• Oracle Database 11g Enterprise Edition Release - Production
  • PL/SQL Release - Production "CORE Production"
  • TNS for 32-bit Windows: Version - Production
  • NLSRTL Version - Production

I will base this question of the HR Schema for simplicity. I have two tables Employees and Locations. For this example, I have 37 locations and 173 employees.

My locations have a specific number assigned indicating the number of employees that need to be assigned to the location. What I am attempting to do is randomly assign the number of required employees for each location from the employees table.

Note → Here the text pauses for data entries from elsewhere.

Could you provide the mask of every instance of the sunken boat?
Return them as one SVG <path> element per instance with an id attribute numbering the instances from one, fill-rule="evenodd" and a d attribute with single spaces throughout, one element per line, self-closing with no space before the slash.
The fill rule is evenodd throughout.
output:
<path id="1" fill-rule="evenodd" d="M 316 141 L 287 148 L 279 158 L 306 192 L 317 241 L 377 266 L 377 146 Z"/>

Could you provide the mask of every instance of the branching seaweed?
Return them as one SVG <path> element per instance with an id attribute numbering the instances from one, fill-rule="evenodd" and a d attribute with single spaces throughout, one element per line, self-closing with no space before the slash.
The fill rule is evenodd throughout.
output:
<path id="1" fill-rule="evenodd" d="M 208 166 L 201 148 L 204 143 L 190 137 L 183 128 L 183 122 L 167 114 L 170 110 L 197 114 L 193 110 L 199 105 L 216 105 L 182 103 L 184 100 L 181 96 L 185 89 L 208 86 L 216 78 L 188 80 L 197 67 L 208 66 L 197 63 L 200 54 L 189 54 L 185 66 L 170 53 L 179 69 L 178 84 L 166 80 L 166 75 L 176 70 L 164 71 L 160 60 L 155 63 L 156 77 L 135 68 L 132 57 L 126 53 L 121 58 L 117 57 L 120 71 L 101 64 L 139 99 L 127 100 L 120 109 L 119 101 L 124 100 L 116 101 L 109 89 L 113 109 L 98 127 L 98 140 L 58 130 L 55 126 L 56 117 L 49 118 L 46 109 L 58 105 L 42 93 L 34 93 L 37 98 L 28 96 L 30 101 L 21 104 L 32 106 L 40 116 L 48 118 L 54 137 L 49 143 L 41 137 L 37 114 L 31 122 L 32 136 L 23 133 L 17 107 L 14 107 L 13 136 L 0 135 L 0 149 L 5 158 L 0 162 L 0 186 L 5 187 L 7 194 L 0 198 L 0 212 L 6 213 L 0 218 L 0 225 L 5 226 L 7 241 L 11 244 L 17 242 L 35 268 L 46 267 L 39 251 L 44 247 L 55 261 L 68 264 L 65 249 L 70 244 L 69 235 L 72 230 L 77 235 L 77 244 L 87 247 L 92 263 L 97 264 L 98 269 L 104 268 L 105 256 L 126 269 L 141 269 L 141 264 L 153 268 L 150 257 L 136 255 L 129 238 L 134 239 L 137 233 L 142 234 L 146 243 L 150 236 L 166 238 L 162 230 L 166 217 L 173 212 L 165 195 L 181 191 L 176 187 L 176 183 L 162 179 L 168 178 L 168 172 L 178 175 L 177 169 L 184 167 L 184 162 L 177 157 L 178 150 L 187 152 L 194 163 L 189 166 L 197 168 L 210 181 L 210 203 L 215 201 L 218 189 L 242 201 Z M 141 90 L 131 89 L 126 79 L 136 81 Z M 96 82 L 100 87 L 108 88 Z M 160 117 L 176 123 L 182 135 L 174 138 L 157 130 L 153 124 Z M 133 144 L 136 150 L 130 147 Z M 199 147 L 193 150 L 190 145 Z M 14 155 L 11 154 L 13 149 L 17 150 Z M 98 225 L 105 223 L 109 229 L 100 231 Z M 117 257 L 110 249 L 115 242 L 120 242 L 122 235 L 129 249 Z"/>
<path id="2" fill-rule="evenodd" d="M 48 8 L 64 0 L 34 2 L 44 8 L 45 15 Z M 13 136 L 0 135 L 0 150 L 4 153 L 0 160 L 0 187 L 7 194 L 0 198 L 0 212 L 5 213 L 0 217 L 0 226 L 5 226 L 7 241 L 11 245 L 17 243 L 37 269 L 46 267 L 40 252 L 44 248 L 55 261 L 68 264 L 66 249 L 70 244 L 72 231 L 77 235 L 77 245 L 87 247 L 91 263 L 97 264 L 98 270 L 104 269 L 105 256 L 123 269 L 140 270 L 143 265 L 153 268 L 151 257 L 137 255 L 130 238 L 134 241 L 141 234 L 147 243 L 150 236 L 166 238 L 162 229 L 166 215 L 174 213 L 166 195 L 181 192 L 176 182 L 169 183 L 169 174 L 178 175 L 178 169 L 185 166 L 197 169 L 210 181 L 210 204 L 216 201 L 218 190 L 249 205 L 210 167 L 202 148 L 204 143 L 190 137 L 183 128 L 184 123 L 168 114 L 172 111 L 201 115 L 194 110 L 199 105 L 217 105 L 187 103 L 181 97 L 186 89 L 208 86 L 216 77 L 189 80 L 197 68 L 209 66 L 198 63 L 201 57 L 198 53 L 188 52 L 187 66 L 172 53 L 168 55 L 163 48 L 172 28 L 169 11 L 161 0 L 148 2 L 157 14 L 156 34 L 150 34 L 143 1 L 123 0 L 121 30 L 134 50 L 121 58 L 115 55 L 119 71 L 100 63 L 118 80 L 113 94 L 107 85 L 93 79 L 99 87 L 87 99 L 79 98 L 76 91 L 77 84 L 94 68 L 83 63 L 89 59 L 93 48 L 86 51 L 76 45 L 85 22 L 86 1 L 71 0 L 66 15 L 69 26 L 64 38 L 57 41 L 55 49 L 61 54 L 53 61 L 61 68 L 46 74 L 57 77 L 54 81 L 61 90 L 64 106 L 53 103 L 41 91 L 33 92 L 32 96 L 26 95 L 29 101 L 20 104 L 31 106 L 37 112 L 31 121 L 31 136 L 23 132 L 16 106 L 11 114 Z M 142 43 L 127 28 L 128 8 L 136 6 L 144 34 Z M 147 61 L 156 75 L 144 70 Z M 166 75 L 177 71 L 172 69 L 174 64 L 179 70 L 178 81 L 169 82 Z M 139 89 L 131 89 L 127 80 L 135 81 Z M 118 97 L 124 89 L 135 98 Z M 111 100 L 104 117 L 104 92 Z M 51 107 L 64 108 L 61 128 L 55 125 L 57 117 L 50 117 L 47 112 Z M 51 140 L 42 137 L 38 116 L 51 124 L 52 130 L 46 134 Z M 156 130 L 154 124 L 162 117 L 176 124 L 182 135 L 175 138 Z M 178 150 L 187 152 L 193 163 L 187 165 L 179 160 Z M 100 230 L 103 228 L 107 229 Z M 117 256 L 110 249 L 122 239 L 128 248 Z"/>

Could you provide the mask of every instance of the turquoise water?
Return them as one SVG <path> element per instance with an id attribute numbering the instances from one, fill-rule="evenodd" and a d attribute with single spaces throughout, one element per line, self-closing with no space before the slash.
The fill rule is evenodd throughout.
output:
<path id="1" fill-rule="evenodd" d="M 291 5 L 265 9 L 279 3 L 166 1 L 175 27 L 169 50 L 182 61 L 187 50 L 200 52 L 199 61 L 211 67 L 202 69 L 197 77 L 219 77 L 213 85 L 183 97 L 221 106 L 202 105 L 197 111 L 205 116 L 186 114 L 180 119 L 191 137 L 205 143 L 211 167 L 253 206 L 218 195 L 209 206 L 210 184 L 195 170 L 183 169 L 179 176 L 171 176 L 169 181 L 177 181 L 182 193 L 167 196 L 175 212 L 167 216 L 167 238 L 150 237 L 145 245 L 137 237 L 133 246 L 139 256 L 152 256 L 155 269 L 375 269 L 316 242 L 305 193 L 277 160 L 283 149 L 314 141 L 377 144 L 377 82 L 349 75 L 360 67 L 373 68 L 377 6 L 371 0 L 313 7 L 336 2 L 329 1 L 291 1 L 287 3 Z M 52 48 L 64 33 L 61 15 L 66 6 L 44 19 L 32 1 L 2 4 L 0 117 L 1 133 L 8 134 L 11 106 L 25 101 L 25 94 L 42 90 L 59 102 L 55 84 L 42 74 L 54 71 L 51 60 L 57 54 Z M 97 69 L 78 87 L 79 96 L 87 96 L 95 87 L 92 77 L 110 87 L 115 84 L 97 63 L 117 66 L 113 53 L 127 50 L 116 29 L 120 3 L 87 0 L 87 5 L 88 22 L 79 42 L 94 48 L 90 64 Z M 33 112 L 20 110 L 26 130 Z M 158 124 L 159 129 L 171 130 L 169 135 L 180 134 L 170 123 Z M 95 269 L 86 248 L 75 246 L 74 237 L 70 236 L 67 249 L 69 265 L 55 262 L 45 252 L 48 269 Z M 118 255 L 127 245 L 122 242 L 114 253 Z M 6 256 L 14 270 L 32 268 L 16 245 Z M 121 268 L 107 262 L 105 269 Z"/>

As such an example of desired results would be:

1              A        Smith     737 Any Road Anywhere USA 
2              B         Jones     50 Some Road Nowhere USA 
3              C         Butler   737 Any Road Anywhere USA 
4              D         Thomas    50 Some Road Nowhere USA 
5              E         Marsh    737 Any Road Anywhere USA 
6              F         Ruppert   50 Some Road Nowhere USA 
7              G         Glenn     50 Some Road Nowhere USA 
  • What is your question? You may want to include table definitions and some sample data, in addition to your attempted SQL statement.
    – mustaccio
    Jul 5, 2017 at 17:11
  • Question was marked as answered in your thread on same at OTN forums - community.oracle.com/thread/4060777
    – EdStevens
    Jul 5, 2017 at 21:30

2 Answers 2


Your professor should have taught you the mod function. You can use rownumber and mod to come up with a number from 0 to n where n is one less than the number that you divide by. Hence mod(rownum, 37)+1 will give you a random number between 1 and 37. This gives you between 4 and 5 people working at every location. Sounds oddly random. Except it would not be random for a database class. This query should help you to get on track.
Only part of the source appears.